Evolutionary history of Wolbachia infections in the fire ant Solenopsis invicta

Abstract

Background: Wolbachia are endosymbiotic bacteria that commonly infect numerous arthropods. Despite their broad taxonomic distribution, the transmission patterns of these bacteria within and among host species are not well understood. We sequenced a portion of the wsp gene from the Wolbachia genome infecting 138 individuals from eleven geographically distributed native populations of the fire ant Solenopsis invicta. We then compared these wsp sequence data to patterns of mitochondrial DNA (mtDNA) variation of both infected and uninfected host individuals to infer the transmission patterns of Wolbachia in S. invicta.

Results: Three different Wolbachia (wsp) variants occur within S. invicta, all of which are identical to previously described strains in fire ants. A comparison of the distribution of Wolbachia variants within S. invicta to a phylogeny of mtDNA haplotypes suggests S. invicta has acquired Wolbachia infections on at least three independent occasions. One common Wolbachia variant in S. invicta (wSinvictaB) is associated with two divergent mtDNA haplotype clades. Further, within each of these clades, Wolbachia-infected and uninfected individuals possess virtually identical subsets of mtDNA haplotypes, including both putative derived and ancestral mtDNA haplotypes. The same pattern also holds for wSinvictaA, where at least one and as many as three invasions into S. invicta have occurred.
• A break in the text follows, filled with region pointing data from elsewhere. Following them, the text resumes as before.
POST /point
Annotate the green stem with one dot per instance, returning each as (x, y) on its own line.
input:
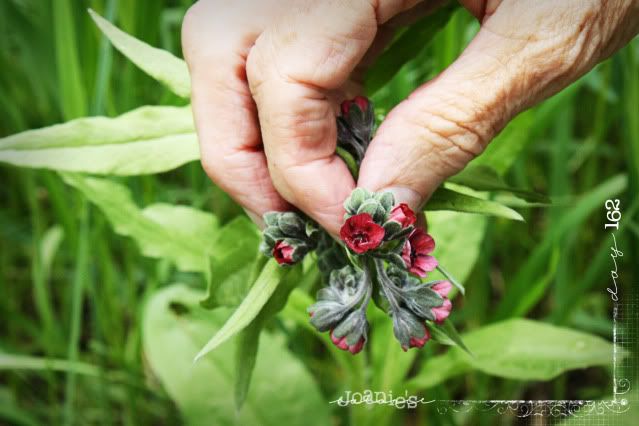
(452, 279)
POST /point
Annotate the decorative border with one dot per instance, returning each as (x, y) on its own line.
(551, 407)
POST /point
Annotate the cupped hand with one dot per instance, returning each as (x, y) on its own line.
(268, 76)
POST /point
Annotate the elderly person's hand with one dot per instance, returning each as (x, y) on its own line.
(268, 76)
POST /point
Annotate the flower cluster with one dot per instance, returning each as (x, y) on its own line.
(341, 308)
(381, 251)
(288, 237)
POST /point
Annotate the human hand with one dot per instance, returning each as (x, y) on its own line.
(273, 73)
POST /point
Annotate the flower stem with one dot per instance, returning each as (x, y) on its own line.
(452, 279)
(387, 285)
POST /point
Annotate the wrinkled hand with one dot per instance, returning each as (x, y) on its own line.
(268, 77)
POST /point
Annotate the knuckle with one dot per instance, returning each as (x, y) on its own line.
(453, 135)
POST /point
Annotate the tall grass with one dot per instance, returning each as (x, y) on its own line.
(78, 302)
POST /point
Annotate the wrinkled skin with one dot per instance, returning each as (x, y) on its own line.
(268, 77)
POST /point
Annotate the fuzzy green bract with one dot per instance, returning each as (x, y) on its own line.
(248, 371)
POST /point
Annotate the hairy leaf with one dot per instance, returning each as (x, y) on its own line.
(233, 252)
(248, 340)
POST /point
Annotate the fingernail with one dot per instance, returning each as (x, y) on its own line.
(256, 219)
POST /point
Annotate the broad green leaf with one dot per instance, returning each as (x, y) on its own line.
(233, 251)
(158, 63)
(518, 349)
(389, 362)
(485, 178)
(180, 234)
(248, 340)
(447, 199)
(143, 141)
(407, 46)
(458, 238)
(524, 129)
(25, 362)
(175, 327)
(447, 334)
(260, 293)
(527, 287)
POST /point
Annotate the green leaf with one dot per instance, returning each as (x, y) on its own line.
(180, 234)
(72, 96)
(447, 199)
(517, 349)
(447, 334)
(407, 46)
(250, 307)
(248, 339)
(528, 287)
(458, 237)
(143, 141)
(485, 178)
(175, 327)
(158, 63)
(233, 251)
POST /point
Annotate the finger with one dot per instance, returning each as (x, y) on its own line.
(224, 111)
(292, 70)
(516, 60)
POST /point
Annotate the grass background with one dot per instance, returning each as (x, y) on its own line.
(71, 289)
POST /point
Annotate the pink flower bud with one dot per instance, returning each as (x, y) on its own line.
(403, 215)
(442, 288)
(360, 101)
(442, 312)
(283, 253)
(416, 253)
(419, 343)
(340, 342)
(361, 233)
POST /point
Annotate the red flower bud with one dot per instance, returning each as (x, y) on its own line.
(442, 312)
(361, 233)
(403, 215)
(283, 253)
(360, 101)
(420, 342)
(416, 253)
(442, 288)
(340, 342)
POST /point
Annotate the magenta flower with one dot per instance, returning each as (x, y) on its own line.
(442, 288)
(341, 343)
(360, 101)
(283, 253)
(442, 312)
(416, 253)
(403, 215)
(361, 233)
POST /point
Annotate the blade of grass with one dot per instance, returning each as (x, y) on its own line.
(72, 92)
(79, 277)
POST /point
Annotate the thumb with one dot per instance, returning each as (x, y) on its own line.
(439, 128)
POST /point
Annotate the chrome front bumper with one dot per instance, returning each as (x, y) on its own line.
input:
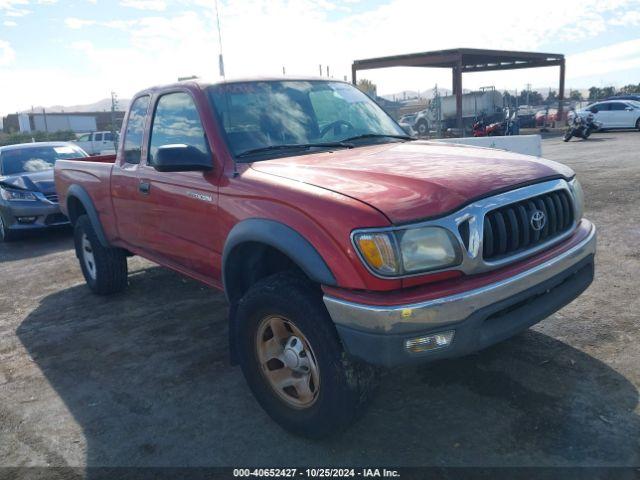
(436, 313)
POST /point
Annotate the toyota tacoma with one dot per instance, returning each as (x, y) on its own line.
(341, 244)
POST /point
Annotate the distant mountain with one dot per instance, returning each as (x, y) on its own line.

These data suggest that the initial invasions of Wolbachia into host ant populations may be relatively ancient and have been followed by multiple secondary losses of Wolbachia in different infected lineages over time. Finally, our data also provide additional insights into the factors responsible for previously reported variation in Wolbachia prevalence among S. invicta populations.
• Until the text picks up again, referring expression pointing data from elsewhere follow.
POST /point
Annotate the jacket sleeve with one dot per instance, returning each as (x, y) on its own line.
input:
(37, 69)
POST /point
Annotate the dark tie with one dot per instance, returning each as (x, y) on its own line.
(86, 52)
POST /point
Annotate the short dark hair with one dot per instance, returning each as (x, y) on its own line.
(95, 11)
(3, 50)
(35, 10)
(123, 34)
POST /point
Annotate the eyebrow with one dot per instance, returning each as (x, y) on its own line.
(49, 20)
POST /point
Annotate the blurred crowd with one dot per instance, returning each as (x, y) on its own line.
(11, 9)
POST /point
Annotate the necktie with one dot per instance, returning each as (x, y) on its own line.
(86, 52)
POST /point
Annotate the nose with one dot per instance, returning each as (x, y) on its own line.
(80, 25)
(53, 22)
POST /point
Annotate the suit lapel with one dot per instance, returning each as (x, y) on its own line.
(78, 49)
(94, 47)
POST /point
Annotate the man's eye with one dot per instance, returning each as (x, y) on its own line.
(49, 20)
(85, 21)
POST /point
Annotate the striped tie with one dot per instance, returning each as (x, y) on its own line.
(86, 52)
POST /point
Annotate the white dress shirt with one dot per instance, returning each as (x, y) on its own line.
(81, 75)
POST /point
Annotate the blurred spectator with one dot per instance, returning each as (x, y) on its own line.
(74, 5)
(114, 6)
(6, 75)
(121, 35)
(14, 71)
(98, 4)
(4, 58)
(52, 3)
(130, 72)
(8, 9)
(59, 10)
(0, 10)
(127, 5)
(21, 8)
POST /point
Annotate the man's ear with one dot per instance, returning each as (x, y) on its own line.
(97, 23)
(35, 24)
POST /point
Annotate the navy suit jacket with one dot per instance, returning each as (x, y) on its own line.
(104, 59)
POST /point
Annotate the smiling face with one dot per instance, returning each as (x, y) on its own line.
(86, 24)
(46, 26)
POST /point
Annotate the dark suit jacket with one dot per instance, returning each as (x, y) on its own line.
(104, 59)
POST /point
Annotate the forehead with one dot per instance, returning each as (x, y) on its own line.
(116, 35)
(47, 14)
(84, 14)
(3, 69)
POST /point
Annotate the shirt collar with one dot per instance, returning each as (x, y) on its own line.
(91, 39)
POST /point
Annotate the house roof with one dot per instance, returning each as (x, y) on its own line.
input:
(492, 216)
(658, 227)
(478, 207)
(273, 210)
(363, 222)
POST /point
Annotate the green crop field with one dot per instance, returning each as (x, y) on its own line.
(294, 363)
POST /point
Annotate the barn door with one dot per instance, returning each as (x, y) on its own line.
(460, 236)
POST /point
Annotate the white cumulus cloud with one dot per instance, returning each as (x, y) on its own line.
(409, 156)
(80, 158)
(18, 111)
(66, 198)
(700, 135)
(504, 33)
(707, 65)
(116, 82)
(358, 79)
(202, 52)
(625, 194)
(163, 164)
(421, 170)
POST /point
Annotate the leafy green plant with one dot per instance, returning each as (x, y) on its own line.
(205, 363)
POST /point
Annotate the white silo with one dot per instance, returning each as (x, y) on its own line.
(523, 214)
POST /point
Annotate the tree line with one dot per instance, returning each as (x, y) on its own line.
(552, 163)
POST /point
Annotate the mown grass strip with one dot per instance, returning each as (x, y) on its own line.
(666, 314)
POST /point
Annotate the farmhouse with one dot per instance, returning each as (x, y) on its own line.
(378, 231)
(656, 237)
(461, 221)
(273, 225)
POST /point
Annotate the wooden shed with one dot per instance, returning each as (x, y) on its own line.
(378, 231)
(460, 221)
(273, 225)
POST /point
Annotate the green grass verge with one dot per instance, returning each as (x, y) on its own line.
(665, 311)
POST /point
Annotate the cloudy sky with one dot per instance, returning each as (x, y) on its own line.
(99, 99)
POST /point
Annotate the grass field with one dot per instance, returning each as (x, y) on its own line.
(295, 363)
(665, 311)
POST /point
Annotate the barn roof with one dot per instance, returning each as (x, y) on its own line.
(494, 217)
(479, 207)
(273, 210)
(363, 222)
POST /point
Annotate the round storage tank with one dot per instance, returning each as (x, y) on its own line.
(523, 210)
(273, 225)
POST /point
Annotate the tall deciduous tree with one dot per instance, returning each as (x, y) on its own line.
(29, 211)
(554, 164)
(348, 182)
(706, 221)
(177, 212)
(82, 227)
Conclusion: The history of Wolbachia infections in S. invicta is rather complex and involves multiple invasions or horizontal transmission events of Wolbachia into this species. Although these Wolbachia infections apparently have been present for relatively long time periods, these data clearly indicate that Wolbachia infections frequently have been secondarily lost within different lineages. Importantly, the uncoupled transmission of the Wolbachia and mtDNA genomes suggests that the presumed effects of Wolbachia on mtDNA evolution within S. invicta are less severe than originally predicted. Thus, the common concern that use of mtDNA markers for studying the evolutionary history of insects is confounded by maternally inherited endosymbionts such as Wolbachia may be somewhat unwarranted in the case of S. invicta.

Figure 1

Bayesian phylogenetic tree (A) and minimum spanning network (B) of mtDNA haplotypes from S. invicta. Both the Bayesian phylogenetic tree and minimum spanning network of mtDNA haplotypes from S. invicta reprinted from Ahrens et al. [53]. Haplotypes associated with the three Wolbachia variants in S. invicta are indicated by coloured bars/circles. For each mtDNA haplotype, the coloured areas of bars/circles are proportional to the number of Wolbachia-infected individuals, also indicated by the values in parentheses. The five haplotype clades in the Bayesian tree harbouring Wolbachia infected individuals are linked to their corresponding haplotype clusters by Roman numerals I-V. Purported invasion/horizontal transmission events of Wolbachia into S. invicta under scenarios 1 and 2 are indicated by the grey and black coloured bars, respectively, on the Bayesian tree. Also indicated is the evolutionary transition of variant wSinvictaA to variant wSrichteriA (black box to blue box). See text for more details.

Figure 2

Distribution and prevalence of Wolbachia variants in eleven sampled populations of S. invicta. Each pie diagram shows the proportions of Wolbachia-infected (separately for each variant) and uninfected individuals in each geographic population (sample sizes in parentheses). The native range of S. invicta as currently understood is indicated by green shading and is based on Buren et al. [63], Trager [57], and Pitts [64].